De dagvaarding is geldig, deze rechtbank is bevoegd tot kennisneming van het ten laste gelegde feit en de officier van justitie is ontvankelijk. Er zijn geen redenen voor schorsing van de vervolging.
4. Waardering van het bewijs
4.1.
Inleiding
In het onderzoek 26TandemII was op basis van Ennetcomgegevens - de door politie ontsloten ‘PGP-berichten’- het vermoeden ontstaan dat [naam 1] zich samen met [naam 2] sinds 2015 bezig hield met het transport in verdovende middelen, waarbij ook de viskotter [nummer kotter] zou worden ingezet en waarbij ook de naam van [medeverdachte 2] en [naam 3] zijn genoemd. [naam 1] is stelselmatig geobserveerd, waarbij op 9 juni 2017 wordt gezien dat hij samen met [medeverdachte 1] naar Harlingen gaat, waar [medeverdachte 1] door [medeverdachte 2] naar de [nummer kotter] wordt gebracht. Om die reden is besloten de [nummer kotter] te ‘vlaggen’, dat wil zeggen te laten volgen door de kustwacht. De kotter [nummer kotter] was op vrijdag 9 juni 2017 in de avond uitgevaren vanuit de haven van Harlingen. Op grond van een verdachte beweging van de [nummer kotter] - de viskotter heeft even stilgelegen in het spoor van het uit Brazilië afkomstige containerschip de MSC Krystal - is besloten de viskotter [nummer kotter] te controleren.

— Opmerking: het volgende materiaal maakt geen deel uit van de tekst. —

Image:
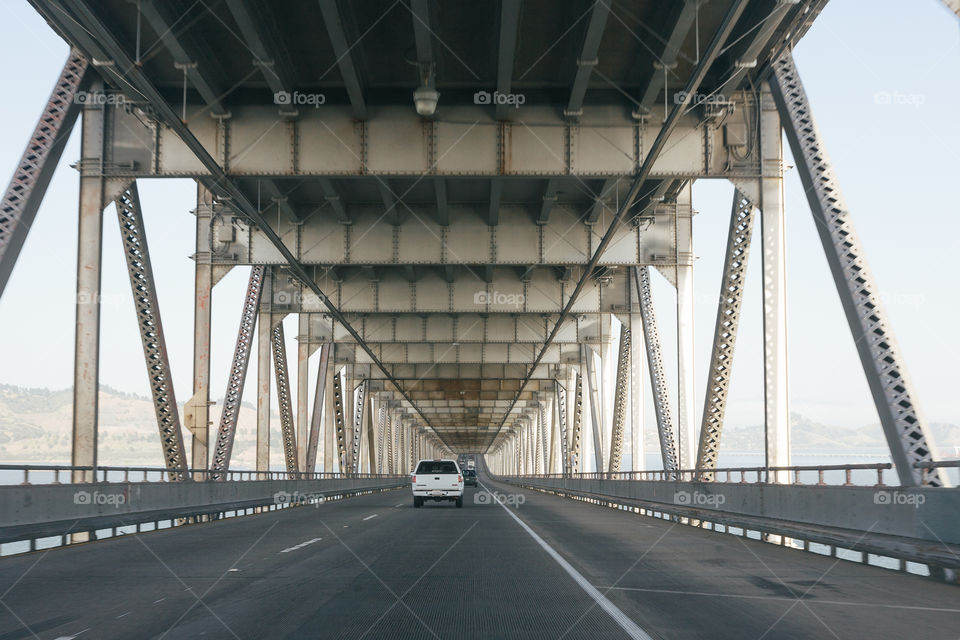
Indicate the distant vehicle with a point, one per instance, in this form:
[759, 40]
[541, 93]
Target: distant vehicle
[437, 480]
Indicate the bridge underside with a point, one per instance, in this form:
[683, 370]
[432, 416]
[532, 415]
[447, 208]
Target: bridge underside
[466, 232]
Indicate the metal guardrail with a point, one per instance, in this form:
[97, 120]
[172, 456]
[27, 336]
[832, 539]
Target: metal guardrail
[102, 474]
[763, 474]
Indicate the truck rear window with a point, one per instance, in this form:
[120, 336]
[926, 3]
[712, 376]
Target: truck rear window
[428, 467]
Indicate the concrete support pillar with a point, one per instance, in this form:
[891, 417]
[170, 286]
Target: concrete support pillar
[95, 193]
[635, 401]
[776, 390]
[264, 335]
[687, 419]
[304, 349]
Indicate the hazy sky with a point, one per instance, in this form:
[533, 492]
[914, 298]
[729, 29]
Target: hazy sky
[898, 165]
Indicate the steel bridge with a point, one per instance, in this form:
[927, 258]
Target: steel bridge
[467, 235]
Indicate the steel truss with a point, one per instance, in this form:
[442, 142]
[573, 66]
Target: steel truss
[577, 423]
[32, 175]
[658, 377]
[339, 420]
[903, 424]
[725, 334]
[561, 401]
[316, 424]
[144, 289]
[381, 436]
[283, 399]
[358, 416]
[620, 400]
[238, 374]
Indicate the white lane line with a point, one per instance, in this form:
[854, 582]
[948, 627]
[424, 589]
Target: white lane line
[613, 610]
[301, 545]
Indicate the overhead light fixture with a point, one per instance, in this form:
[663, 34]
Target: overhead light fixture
[425, 97]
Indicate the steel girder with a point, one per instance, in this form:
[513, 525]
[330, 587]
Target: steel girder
[238, 374]
[381, 436]
[561, 400]
[644, 171]
[904, 426]
[316, 423]
[358, 416]
[38, 162]
[577, 425]
[340, 423]
[658, 377]
[725, 332]
[620, 400]
[146, 304]
[283, 399]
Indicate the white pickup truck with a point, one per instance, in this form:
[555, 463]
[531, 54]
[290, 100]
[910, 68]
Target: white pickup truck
[437, 480]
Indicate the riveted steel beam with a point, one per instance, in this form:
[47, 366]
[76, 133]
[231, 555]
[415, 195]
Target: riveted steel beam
[725, 333]
[903, 424]
[147, 307]
[287, 430]
[658, 377]
[38, 162]
[238, 373]
[621, 392]
[316, 423]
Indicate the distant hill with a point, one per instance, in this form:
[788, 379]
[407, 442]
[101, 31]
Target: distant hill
[35, 426]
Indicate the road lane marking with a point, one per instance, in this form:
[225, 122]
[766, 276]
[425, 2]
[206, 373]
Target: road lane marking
[301, 545]
[628, 625]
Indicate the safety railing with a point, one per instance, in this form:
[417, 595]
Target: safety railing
[72, 474]
[800, 474]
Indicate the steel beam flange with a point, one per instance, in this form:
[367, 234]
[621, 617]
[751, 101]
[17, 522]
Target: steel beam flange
[903, 424]
[145, 302]
[283, 399]
[725, 333]
[238, 374]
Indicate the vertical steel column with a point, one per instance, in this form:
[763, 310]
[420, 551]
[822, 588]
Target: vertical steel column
[340, 427]
[620, 400]
[381, 436]
[238, 373]
[290, 454]
[95, 192]
[196, 413]
[316, 419]
[391, 463]
[38, 163]
[147, 307]
[725, 333]
[772, 234]
[686, 416]
[304, 349]
[592, 385]
[561, 403]
[658, 378]
[637, 447]
[264, 344]
[576, 431]
[358, 415]
[903, 423]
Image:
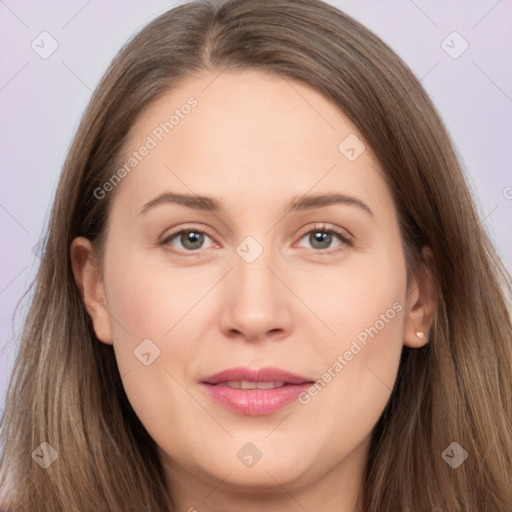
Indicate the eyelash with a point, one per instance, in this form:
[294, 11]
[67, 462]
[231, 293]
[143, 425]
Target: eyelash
[323, 228]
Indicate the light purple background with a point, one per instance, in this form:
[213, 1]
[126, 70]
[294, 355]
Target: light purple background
[41, 101]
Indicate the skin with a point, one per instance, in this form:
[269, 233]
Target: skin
[255, 142]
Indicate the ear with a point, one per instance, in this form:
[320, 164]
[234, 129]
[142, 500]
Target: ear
[89, 281]
[421, 303]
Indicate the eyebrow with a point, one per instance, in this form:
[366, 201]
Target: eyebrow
[301, 203]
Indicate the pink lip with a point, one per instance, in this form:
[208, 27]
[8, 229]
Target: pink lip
[255, 402]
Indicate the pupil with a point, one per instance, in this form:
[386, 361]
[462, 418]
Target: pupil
[192, 240]
[322, 238]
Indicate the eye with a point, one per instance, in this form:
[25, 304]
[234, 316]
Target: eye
[190, 239]
[321, 237]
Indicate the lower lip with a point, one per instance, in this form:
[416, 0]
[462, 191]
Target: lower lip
[255, 402]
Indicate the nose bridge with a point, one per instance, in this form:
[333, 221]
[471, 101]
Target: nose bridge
[256, 301]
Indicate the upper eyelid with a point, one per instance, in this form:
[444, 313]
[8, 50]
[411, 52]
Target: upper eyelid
[342, 233]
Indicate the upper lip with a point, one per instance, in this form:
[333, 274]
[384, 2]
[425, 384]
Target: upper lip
[266, 374]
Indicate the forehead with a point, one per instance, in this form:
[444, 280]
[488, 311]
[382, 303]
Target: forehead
[250, 136]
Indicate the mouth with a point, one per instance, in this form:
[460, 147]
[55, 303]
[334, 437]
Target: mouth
[253, 392]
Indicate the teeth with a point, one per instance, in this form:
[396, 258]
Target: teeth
[244, 384]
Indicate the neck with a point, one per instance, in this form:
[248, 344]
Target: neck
[330, 489]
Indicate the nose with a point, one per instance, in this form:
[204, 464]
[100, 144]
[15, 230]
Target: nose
[257, 304]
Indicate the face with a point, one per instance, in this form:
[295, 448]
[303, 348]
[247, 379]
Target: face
[255, 285]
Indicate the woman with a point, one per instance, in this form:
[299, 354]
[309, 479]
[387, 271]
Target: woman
[186, 351]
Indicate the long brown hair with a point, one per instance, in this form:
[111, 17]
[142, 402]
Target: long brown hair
[66, 389]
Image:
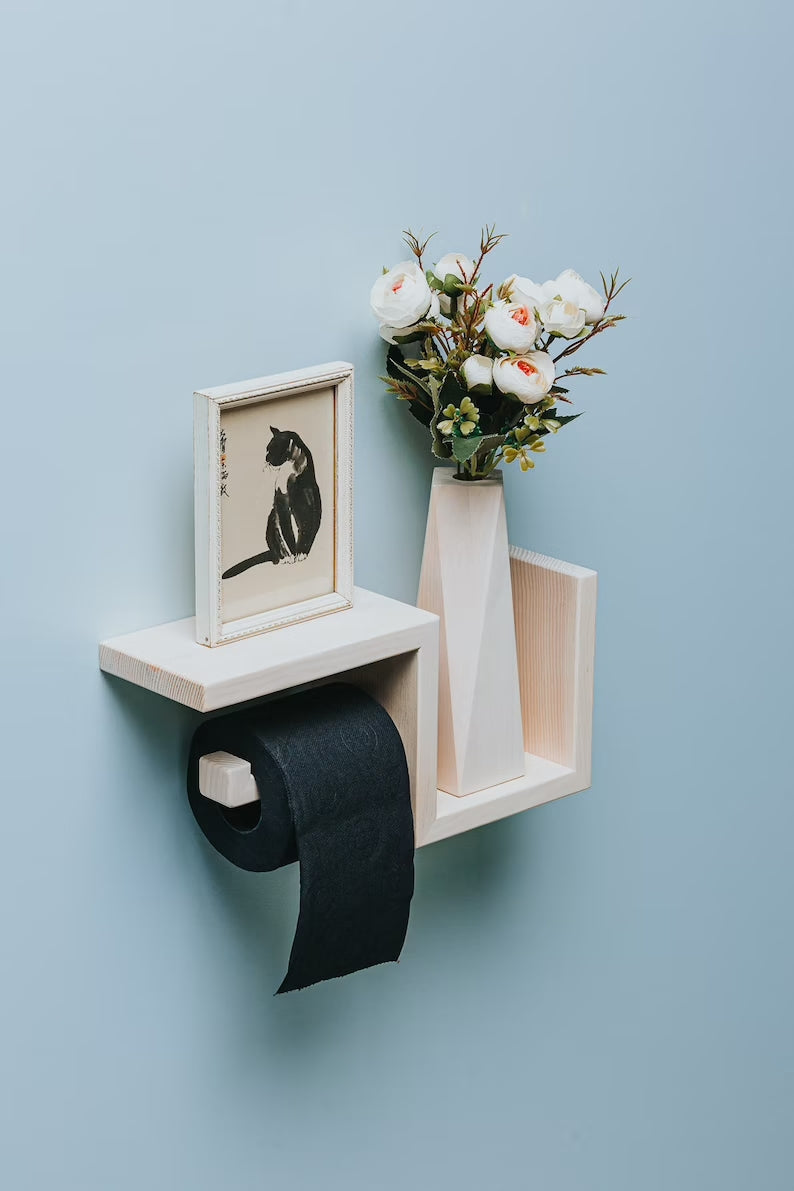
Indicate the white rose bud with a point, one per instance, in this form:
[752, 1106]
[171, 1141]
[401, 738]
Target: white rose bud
[574, 288]
[454, 264]
[477, 373]
[401, 297]
[410, 334]
[562, 317]
[511, 325]
[529, 378]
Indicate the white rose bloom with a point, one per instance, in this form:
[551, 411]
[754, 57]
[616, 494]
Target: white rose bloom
[455, 263]
[401, 297]
[574, 288]
[511, 325]
[563, 317]
[529, 378]
[408, 334]
[477, 370]
[526, 292]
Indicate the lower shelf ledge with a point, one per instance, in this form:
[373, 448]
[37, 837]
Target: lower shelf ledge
[543, 781]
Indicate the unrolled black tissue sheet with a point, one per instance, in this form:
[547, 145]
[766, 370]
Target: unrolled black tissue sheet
[333, 794]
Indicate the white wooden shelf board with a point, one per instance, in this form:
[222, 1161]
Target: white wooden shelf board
[391, 649]
[168, 660]
[543, 781]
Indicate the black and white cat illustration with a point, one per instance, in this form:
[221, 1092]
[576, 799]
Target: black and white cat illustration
[297, 510]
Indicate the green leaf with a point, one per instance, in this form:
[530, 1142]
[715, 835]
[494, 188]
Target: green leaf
[452, 391]
[464, 448]
[452, 285]
[397, 369]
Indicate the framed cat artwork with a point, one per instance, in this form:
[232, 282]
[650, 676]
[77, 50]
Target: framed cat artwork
[273, 502]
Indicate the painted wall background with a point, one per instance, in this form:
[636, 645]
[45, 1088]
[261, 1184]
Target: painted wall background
[594, 996]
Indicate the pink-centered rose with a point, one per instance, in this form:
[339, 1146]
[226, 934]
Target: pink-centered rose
[527, 378]
[401, 297]
[512, 326]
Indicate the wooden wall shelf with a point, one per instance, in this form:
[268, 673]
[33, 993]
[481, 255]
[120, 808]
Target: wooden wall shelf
[391, 649]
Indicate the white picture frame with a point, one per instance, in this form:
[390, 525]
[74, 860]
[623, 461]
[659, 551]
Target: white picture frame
[216, 618]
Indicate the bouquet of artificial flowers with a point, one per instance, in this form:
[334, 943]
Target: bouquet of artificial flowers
[481, 368]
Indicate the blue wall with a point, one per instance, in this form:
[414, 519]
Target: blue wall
[594, 996]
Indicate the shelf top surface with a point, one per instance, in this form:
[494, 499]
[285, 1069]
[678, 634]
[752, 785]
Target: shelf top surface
[168, 660]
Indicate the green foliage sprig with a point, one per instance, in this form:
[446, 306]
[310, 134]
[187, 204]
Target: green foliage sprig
[481, 368]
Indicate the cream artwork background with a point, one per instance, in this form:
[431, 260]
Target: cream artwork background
[248, 493]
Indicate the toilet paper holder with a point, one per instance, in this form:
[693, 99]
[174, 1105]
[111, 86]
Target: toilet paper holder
[227, 780]
[391, 650]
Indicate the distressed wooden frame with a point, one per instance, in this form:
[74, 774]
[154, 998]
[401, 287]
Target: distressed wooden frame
[211, 628]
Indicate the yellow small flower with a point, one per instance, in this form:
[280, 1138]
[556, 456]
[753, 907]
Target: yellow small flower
[525, 444]
[463, 419]
[518, 453]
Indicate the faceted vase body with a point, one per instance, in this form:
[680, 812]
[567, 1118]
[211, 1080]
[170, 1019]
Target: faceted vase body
[466, 582]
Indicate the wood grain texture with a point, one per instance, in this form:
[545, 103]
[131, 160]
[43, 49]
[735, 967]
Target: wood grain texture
[466, 581]
[388, 648]
[554, 605]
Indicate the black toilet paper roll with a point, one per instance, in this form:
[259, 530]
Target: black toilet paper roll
[335, 794]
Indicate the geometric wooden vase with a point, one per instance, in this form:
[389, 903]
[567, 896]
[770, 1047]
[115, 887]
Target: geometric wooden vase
[466, 581]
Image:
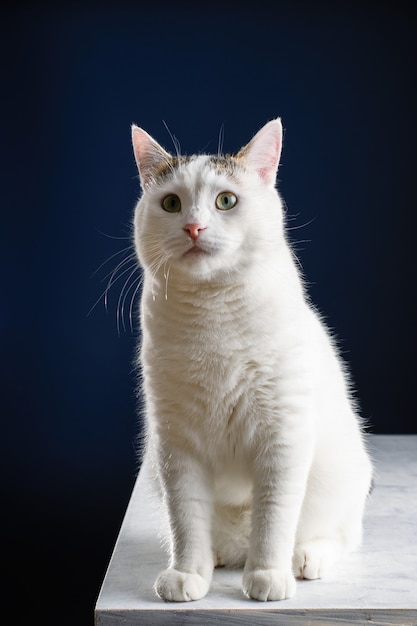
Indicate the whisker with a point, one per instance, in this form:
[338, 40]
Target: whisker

Vast staat dat tijdens deze controle en de daarop volgende doorzoeking een hoeveelheid van 261 kilogram cocaïne is aangetroffen. Eveneens staat vast dat toen de [nummer kotter] op 9 juni 2017 de haven van Harlingen uitvoer om deze vervolgens op 10 juni 2017 weer binnen te varen, [medeverdachte 1] , [verdachte] , [medeverdachte 3] en [medeverdachte 4] aan boord waren. De eigenaar van de [nummer kotter] , [medeverdachte 2] , stond op het moment van de controle van de [nummer kotter] op 10 juni 2017 op de kade.
4.2.
Het standpunt van het Openbaar Ministerie
De officier van justitie heeft gerekwireerd tot bewezenverklaring van het ten laste gelegde feit, het medeplegen van invoer van cocaïne, op grond van de in het dossier aanwezige bewijsmiddelen.
4.3.
Het standpunt van de verdediging
De raadsman heeft zich op het standpunt gesteld dat verdachte van het ten laste gelegde moet worden vrijgesproken, omdat hij niet wist van het werkelijke doel van de tocht. Verdachte is meegevraagd en meegegaan om te vissen, waaraan niet wordt afgedaan doordat hij niet meer weet door wie of op welke wijze hij is meegevraagd om te gaan vissen.
4.4.
Het oordeel van de rechtbank
4.4.1.
Overwegingen
Betrouwbaarheid van de verklaring van [medeverdachte 2]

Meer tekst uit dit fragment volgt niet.